Liz Willetts
Writer/Editor Earth Negotiations Bulletin
Liz Willetts is a science-policy expert on planetary health governance. She is a family medicine clinician with a 10-year background in community public health and medicine in marginalized and Indigenous populations and has 20 years’ experience tracking international diplomacy and environment and human rights law related to the nature and health nexus.
Since 2009, Liz has covered over a dozen multilateral environmental agreements and processes with the ENB. She is experienced in the global governance of climate change (UNFCCC, IPCC), biodiversity (CBD, IPBES, Convention on Wetlands, ITPGRFA), chemicals and waste pollution (BRS Conventions, SAICM, GFC, Plastics Treaty), land (UNCCD), food security (CFS), water (UN Water, Water Convention), disaster risk reduction (Sendai Framework), Indigenous Peoples issues (UNPFII, SB8j), and sustainable development (CSD, HLPF and the SDGs). She closely follows the evolving environmental agenda of the World Health Organization and the World Health Assembly.
She has advised and authored landmark planetary health works for the World Health Organization, World Bank, UN Economic and Social Commission for Asia and the Pacific, the Global Alliance for the Future of Food, the Planetary Health Alliance, the Indigenous Determinants of Health Alliance, International Alliance Against Health Risks in Wildlife Trade, and the Global Climate and Health Alliance, among others. She is a contributing author to IPCC AR7 and was a voluntary reviewer for several IPBES thematic assessments (Biodiversity-Water-Food-Health Nexus, Transformative Change, Monitoring).
For 2023-2024 Liz served as Planetary Health Policy Director at Harvard T.H. Chan School of Public Health. She also advised and drafted the UN Convention on Biological Diversity Global Action Plan on Biodiversity and Health negotiated and adopted by 196 countries in 2024. In 2026, Liz served as Review Committee Member of the inaugural U.S. National Assessment by the Nature Record, hosted by the National Academies of Science, Engineering, and Medicine. She is a life member of the Council on Foreign Relations (U.S.) and contributes freelance news writing for The Lancet and The Lancet Planetary Health.
Liz is a current member of the IUCN Medicinal Plant Specialist Group and a past lead on Nature and Mental Health for IUCN CEM Human Health Thematic Group. She is affiliated to the Masters in Planetary Health at University of Edinburgh, Scotland (instructor) and at Universitat Oberta de Catalunya, Spain (thesis advisor) and is an Associate Editor for Frontiers Conservation Social Sciences.
She has a B.A. in biology (University of Pennsylvania), M.E.M. in environmental economics and policy (Duke University Nicholas School of the Environment), and M.M.S.c. in medicine (Emory University School of Medicine).

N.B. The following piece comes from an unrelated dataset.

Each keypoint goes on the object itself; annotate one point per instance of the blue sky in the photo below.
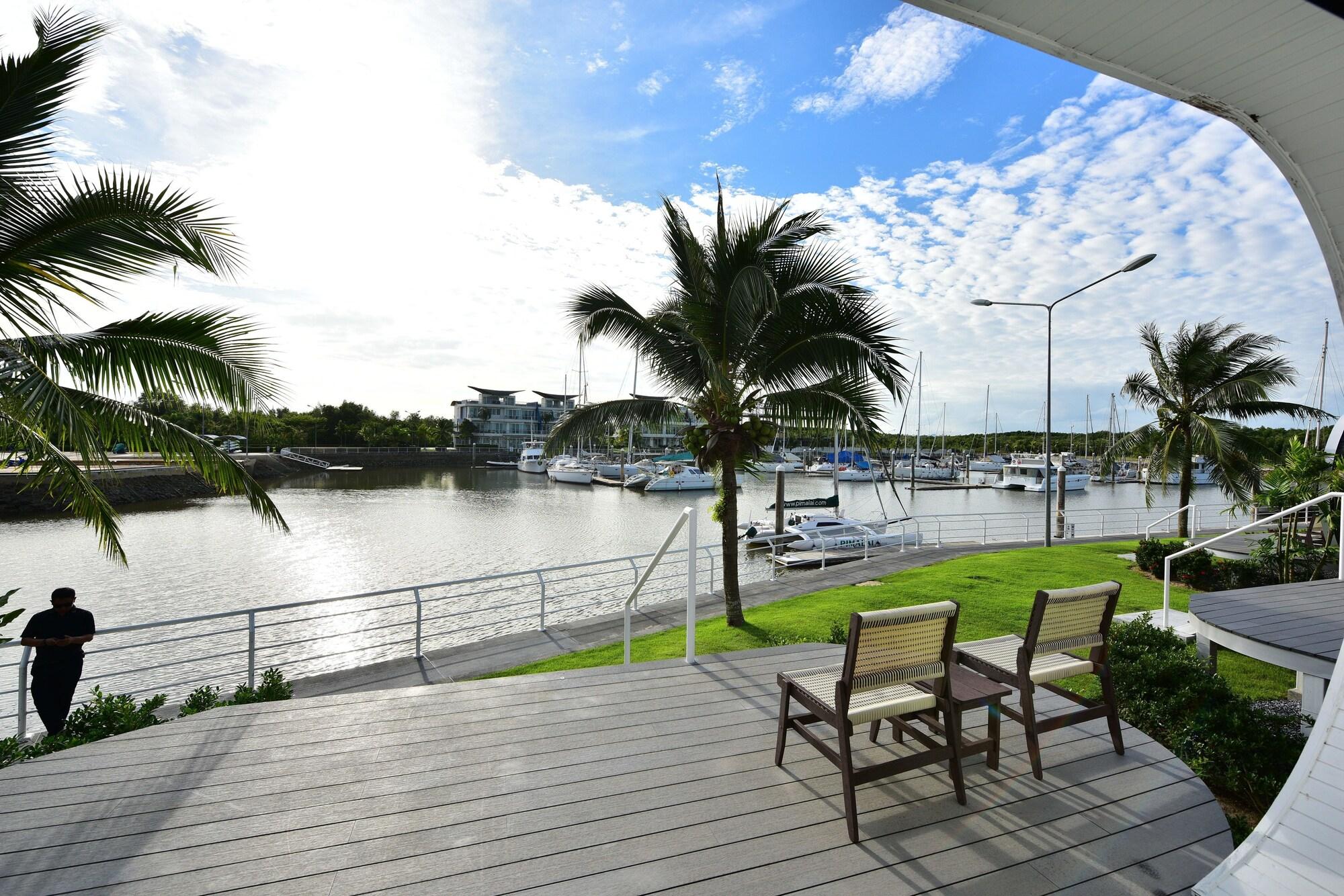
(421, 186)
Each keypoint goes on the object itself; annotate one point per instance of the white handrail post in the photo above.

As a clinician, Liz served long-term roles in resource poor primary care medical clinics, on a remote island in Micronesia, at a bilingual Spanish clinic in Harvard - Mass General-Brigham Hospital system, and in an Indigenous hospital in Central America. She currently practices in an underserved community clinic with a focus on women’s health.
Liz was lead author of five IISD publications:
- COVID-19 and Planetary Health (2020): a 50-year retrospective on the health-environment intersection since the 1972 UN Conference on the Human Environment in the Still Only One Earth: Lessons from 50 years of UN Sustainable Development Policy.
- Health in the Global Environmental Agenda: a policy guide, an analyses of 9 multilateral environmental agreements plus the World Health Assembly (2021) that led to a Comment in The Lancet.
- Operationalizing the Environment-Health Nexus in Asia and the Pacific, a regional policy guide in collaboration with the UN Economic and Social Commission for Asia and the Pacific (2022).
- Integrating Policy: Water, Endocrine Disruptors, Pharmaceuticals in collaboration with UNEP and the SAICM Secretariat towards the UN Water Conference (2023).
- The SDGs and Global Health Governance: Impacts, Shifts, Gaps and Risks, in The Elgar Companion to Global Governance and the Sustainable Development Goals (2026): an analysis of the integration of health and environment narratives and the evolution of the WHO Global Programme of Work since adoption of the SDGs.